Many people suffer from this problem. Although you say you are not frightened of flying, I believe this is probably the root of the problem. Phobia about air travel has increased notably in the aftermath of 11 September, with reports of other air accidents and the constant potential for turbulence adding to the problem.

One of air travellers, main fears is that when accidents happen there are few survivors. When travelling by car, train or boat you have the option of jumping out if there is an emergency. On a plane, however, the only choice is to remain where you are. This, combined with some people's fear of heights, can make the situation desperate.
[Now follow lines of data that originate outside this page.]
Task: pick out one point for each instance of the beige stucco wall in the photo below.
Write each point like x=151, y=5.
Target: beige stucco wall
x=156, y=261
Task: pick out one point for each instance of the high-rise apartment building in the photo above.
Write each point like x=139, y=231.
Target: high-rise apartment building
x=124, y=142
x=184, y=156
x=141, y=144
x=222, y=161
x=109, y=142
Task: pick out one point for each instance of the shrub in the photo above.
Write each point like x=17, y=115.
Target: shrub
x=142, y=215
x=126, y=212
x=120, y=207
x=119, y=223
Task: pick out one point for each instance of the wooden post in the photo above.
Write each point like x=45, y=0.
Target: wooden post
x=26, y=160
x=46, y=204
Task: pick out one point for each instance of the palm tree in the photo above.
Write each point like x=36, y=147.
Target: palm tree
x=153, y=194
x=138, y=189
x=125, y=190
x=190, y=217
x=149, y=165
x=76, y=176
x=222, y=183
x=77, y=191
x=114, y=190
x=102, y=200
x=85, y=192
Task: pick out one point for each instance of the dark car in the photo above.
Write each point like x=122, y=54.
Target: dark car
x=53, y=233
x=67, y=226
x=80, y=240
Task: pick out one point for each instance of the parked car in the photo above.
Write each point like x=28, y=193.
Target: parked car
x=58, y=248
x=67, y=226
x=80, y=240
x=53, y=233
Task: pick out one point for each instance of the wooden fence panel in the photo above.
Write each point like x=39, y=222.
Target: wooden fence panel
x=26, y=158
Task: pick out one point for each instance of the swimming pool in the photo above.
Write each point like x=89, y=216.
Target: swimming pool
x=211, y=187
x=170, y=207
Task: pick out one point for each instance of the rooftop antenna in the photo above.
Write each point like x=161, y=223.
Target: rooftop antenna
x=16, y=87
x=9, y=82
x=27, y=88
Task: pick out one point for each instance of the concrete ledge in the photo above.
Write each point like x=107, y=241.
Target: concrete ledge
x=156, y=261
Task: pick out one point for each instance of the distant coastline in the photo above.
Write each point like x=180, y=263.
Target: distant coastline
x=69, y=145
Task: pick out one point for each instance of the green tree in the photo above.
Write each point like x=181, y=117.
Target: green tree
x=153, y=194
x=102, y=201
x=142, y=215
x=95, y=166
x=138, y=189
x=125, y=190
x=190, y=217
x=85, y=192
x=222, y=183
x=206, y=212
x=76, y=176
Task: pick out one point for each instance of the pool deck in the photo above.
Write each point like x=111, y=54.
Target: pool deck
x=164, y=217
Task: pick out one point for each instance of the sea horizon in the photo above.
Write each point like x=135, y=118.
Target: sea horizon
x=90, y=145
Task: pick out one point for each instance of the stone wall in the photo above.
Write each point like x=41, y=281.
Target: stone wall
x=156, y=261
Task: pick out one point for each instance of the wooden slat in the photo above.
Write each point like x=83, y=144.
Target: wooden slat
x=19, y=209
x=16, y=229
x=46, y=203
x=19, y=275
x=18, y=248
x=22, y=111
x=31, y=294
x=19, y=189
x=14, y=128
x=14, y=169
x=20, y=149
The classic symptoms of phobia are palpitations, rapid breathing (hyperventilation), numb or cold hands, tingling in the fingers, cold sweat on the forehead and - the problems you describe - nausea and loss of appetite. Some people suffer from diarrhoea and even involuntary urination. These symptoms are all indicative of fear - a panic attack.

Travel sickness drugs are unlikely to work in this situation. In fact, your dry mouth is another symptom of being afraid. Fear and similar emotions, including grief and rage, cannot be treated with medicines, although certain drugs, such as sedatives and beta blockers, may help control them. The most effective approach is to deal with fear through psychological therapies, such as neuro lingustic programming (NLP), hypnosis and Thought Field Therapy, meditation and physical exercises such as yoga, aerobics and pilates. All these train the mind to overcome phobias.

Natural Remedies and Cures for Airsickness:
You can also reduce the effects of this condition by planning ahead and taking measures that will help you to stay calm.

  • For 15 days before your journey, take l50mg magnesium, which calms the mind and restores confidence.
  • For a week before you travel, go to bed early and take Biorefax or Ashwanite at bedtime to relax and improve the quality of sleep.
  • Four to five days before you travel, make sure that you have packed and have organised things at home, so that there is no last-minute rush or panic.
  • Avoid foods and drinks that induce tension, including alcohol, coffee, excess salt, fried food, heavy meals, and sugary foods such as chocolates and sweets.
  • Drink two litres of still pure water daily.
  • Walk in the fresh air for an hour every day.
  • Practise retention breathing twice daily for 15 to 20 minutes each time: inhale for a count of three, hold your breath for three and exhale slowly to a count of six. Pause for three, and then start the cycle again. Initially, this may cause you to feel a little anxious, but with practice you will find it very effective.

On the day of your journey:

  • Just before getting on the plane, take ten drops of Valerian Tincture in a cup of water to calm you down.
  • When you get to your seat, practise retention breathing. Repeat this during takeoff. Drink sips of water. Try to take a personal stereo with you so that you can play a relaxing tape once the plane has taken off. Or tune in to easy listening or classical music on the in-flight system. Follow the same routine whenever there is turbulence.
  • Take lavender essential oil with you and sprinkle a little on a handkerchiefs o that you can inhale the smell whenever you feel nauseous. Or you can sniff a cut fresh lime, which has the same relaxing effect.
  • Massage your neck and shoulders using your thumb and fingers. Rub along the sides of your neck particularly. Do this several times during the flight for one to two minutes.